Research Pathways to a Practical Cure for Type 1 Diabetes

This is the first of two reports which will address Practical Cure projects currently in human trials. This report defines a Practical Cure and identifies the four most likely research pathways. The second report will provide an updated list of projects by pathway that are currently in human trials.

PRACTICAL CURE IS OUTCOME FOCUSED 

A Practical Cure is any solution which minimizes the disruptive aspects of T1D and enables a near-normal quality of life; it is purely outcome focused. The opening chart shows the various outcome criteria that a Practical Cure must meet, including sleeping worry-free, no dietary restrictions, minimal monitoring, insignificant side effects, elimination of hypos, and HbA1C readings under 7%.

In addition, any Practical Cure solution must have a reasonable chance of being available within the next fifteen years — in time to transform the lives of people who are currently living with the disease. Considering that, on average, it requires 10-15 years from the beginning of human trials to receive FDA pre-market approval, research projects that are currently human clinical trials have the best chance of meeting the timetable.

THE PATHWAYS

1) Islet Cell Transplantation involves implanting insulin-producing islet cells into a person with type 1 diabetes. It has three major components:

  • Cell protection: The islet cells must be protected from the immune attack after they have been implanted in the body. Various encapsulation approaches have been tested in humans. Immune-suppressing drugs are another alternative, but side effects still have to be reduced.
  • Cell supply: The only proven source of Islet cells is cadavers, which have very limited availability. Research into deriving a sustainable cell supply from human stem cells has seen promising advances and is currently being tested in two different human trials.
  • Site selection: Islet cells require large supplies of oxygen and nutrients in order to survive. The current protocol is to transplant islet cells in the liver, where most of them die. Other sites, including the stomach lining and the area under the skin, are being tested as alternatives. 
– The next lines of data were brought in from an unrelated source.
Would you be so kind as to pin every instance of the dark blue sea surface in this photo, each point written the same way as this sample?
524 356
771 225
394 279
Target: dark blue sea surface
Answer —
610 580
2) Immune System Modification stops the body’s immune system from attacking insulin-producing beta cells, either through drugs or stem cell therapy. Currently, human trials are testing the utility of regenerating beta cells alongside immunotherapy in type 1 diabetics with the goal of producing sufficient amounts of insulin. If regeneration proves ineffective, blocking the autoimmune attack would need to be combined with islet cell transplantation. There are currently four active projects in human trials.
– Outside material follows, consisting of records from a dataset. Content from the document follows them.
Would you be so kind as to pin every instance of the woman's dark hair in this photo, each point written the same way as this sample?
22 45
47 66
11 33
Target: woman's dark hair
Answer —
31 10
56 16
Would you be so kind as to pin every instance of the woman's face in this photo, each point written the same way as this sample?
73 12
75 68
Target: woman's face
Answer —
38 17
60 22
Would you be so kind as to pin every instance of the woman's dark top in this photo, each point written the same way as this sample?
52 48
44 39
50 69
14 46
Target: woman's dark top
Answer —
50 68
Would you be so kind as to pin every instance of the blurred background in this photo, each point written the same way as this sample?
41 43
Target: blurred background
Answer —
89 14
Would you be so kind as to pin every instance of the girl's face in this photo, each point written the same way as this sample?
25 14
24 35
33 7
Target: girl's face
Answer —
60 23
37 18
3) Glucose-Responsive Insulin, aka “smart insulin,” is chemically activated in response to changes in blood glucose. Once injected, smart insulin remains inactive until blood glucose rises above normal levels. At that point, the chemical component activates the insulin, and once blood glucose returns to normal, the insulin action ceases, avoiding low blood sugar. To qualify as a Practical Cure, smart insulin would have to last long enough to eliminate the need for multiple daily injections. There is currently one active project in human trials.
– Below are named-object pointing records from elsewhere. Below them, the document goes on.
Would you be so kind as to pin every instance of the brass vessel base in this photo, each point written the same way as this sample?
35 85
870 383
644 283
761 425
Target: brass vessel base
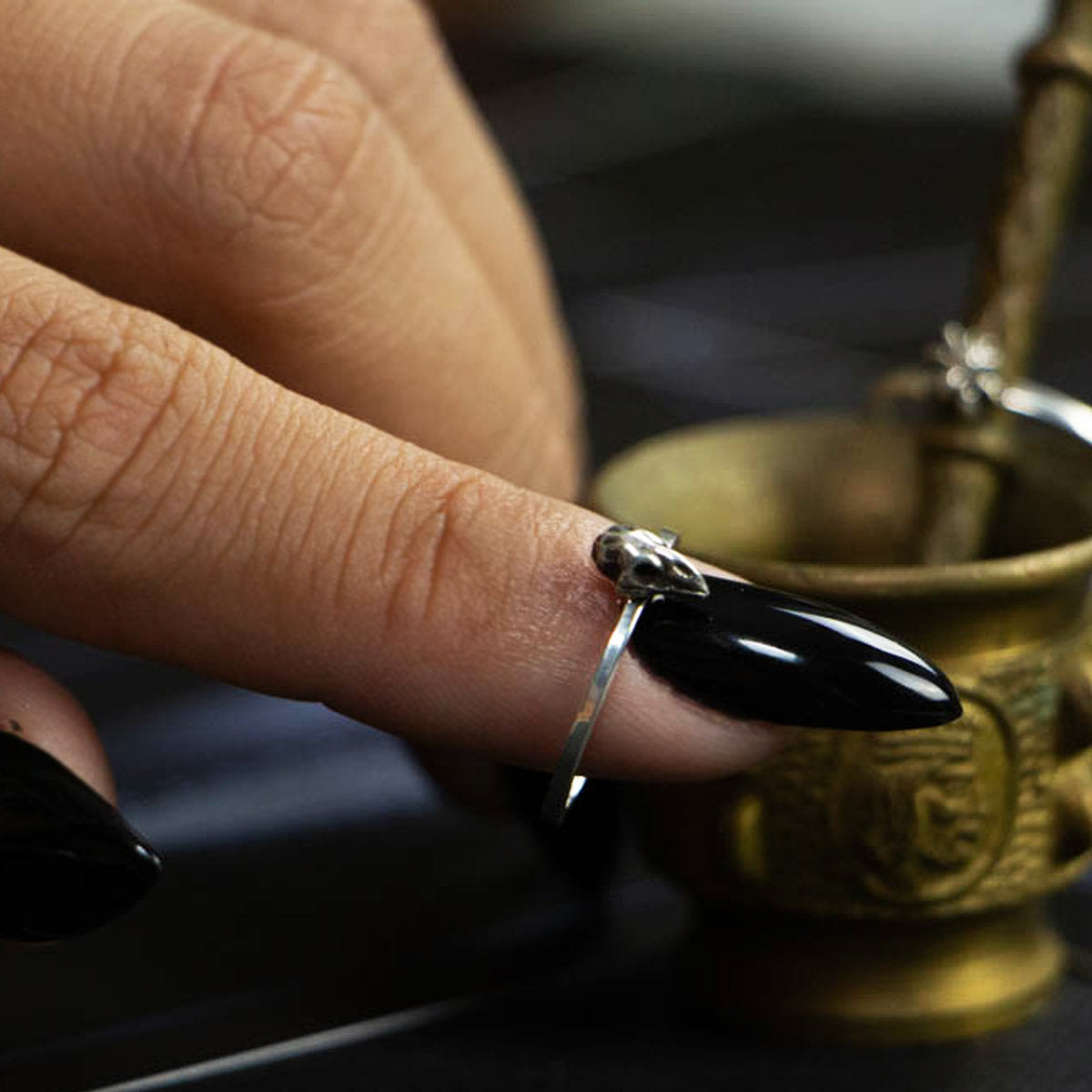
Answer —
875 983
4)  A Device that Mimics the Pancreas, often referred to as an artificial pancreas, is under development at several commercial and academic centers. The JDCA recently completed a survey asking the T1D community to identify the requirements an artificial pancreas must meet in order to qualify as a Practical Cure. The main factors were reliability, effectiveness at controlling blood sugar, and size. 88% of respondents said an AP Device would be a Practical Cure if "it is small enough that you could generally forget that you are wearing it." There are no active projects in human trials because no current generation AP projects are small enough.